ダーク・ファンタジー小説

Re: 命を売り買いする場所。 ( No.52 )
日時: 2015/08/30 15:40
名前: とりけらとぷす (ID: yZSu8Yxd)


お久しぶりです!
約一週間ぶりの更新となります!
ちょっと涼しくなってきたところで、ヤル気がでてきた模様です(笑)

↓以下、本編となります。

第13話【海の向こうの答え】

僕とロベルトは何故か海に来ていた。
そう、あの父親と見た海だ。
「一体絶対、何でこんな所に来たんだ」
疲れ果てた僕は地面にしゃがみ込んで言った。
もう日はすっかり沈んでしまっていて、星空が綺麗だった。
海はゆらりゆらりと僕らに迫ってくるようにも、避けていくようにも見える。
「もしかしたら、ここに答えがあるかもしれませんよ?」
ロベルトはさらっとそんな事を口にした。
全く。

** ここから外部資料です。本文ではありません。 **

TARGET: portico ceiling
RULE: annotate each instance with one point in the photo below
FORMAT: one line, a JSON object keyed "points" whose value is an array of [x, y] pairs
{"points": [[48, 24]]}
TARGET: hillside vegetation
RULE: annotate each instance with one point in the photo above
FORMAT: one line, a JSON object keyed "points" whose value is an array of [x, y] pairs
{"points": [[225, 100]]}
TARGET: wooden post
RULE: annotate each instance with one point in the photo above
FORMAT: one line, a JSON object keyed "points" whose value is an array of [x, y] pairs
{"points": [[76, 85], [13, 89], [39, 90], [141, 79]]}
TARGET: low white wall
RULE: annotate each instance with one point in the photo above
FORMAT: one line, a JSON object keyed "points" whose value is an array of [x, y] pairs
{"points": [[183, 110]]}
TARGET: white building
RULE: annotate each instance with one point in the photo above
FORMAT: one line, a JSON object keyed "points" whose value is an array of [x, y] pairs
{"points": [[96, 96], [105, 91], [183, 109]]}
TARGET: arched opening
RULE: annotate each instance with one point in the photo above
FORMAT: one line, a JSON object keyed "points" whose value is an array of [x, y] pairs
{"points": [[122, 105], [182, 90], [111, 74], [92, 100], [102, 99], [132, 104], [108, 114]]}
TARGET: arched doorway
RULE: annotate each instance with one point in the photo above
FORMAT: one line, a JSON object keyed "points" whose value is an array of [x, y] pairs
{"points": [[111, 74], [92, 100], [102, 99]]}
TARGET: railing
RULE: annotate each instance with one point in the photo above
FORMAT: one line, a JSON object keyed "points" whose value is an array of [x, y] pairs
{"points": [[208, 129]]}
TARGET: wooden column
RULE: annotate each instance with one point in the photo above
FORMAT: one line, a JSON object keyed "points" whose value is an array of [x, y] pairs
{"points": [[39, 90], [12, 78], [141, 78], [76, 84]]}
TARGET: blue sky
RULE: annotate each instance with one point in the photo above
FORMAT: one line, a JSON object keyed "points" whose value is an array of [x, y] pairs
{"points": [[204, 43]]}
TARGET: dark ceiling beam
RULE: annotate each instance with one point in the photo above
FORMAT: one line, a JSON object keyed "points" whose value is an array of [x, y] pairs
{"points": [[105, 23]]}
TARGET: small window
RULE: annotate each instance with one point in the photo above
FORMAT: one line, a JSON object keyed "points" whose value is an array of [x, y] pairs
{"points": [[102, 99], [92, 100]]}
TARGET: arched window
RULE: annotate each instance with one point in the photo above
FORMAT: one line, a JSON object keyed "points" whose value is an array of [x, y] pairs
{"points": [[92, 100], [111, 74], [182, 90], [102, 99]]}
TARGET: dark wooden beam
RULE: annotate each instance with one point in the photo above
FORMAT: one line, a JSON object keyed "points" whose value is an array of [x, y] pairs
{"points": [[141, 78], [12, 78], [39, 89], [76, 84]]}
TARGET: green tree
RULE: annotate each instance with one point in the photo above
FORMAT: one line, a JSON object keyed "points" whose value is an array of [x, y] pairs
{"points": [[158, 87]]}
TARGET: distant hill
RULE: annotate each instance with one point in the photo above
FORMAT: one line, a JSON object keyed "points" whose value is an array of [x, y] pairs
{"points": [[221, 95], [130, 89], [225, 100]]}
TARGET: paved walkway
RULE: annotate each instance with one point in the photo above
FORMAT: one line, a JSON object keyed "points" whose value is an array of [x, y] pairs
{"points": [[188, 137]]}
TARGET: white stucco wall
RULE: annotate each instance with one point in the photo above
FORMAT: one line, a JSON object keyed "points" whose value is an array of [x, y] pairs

海が見たかっただけじゃないのか?
暗くてよく見えないし、月は今、雲に隠れてしまっている。
「綺麗ですねぇ、夜空」
「ロベルト、お前、本当に散歩したかっただけだろ?」
「まさか」
子供のように空の虜になっているロベルトを見て、何だか馬鹿らしくなってきた。
夕食も食べないで出てきてしまったものだから、お腹が空いて仕方がない。
「ロベルト、もう帰ろう。ちゃんと散歩に付き合ってやったじゃないか。ほら」
「綺麗ですねぇ、海。夜空の鏡みたいですね」
「話聞けよ!」
ロベルトは、はっとした顔で僕を見て、何でしょう?と間の抜けた声で言った。
「すみません…。寝不足で頭が回らないものでして」
「じゃあ、もう帰って寝るんだ。僕も帰る」
後ろを向いて歩き出すと、ロベルトが腕を掴んできた。
何なんだよ、もう。
むっとして振り返ると、ロベルトが死にそうな顔で僕を見ていた。
「すみません……。私の家、何処でしたか?」
「え。直ぐそこだろ?」
僕は、10メートルほど先の灯台を指した。
「あ、ありがとうございます」
ヨレヨレになりながら歩いて行くロベルトを見て、不審に思った。
あんなロベルト、見たことがない。
しばらく見送っていると、だんだんロベルトの体が右に寄ってきて、海の方へと歩いている。
ーーーーーこのまま行くと、落ちてしまう。
僕は、走ってロベルトまで追いついて、ロベルトを左へと押した。
「ロベルト、どうしたんだ?」
「すみません…。熱があるみたいです…」
「さっきからすみません、すみませんって。……熱?」
ロベルトは、こくりと頷いた。
背伸びして額に手を当ててみると、確かに、熱かった。
「肩貸すから、腕回して」
「え…小ちゃい…」
「文句言うなよ。ほら、行くよ」
こうして、僕は長い路線階段を上ることとなってしまったのだ。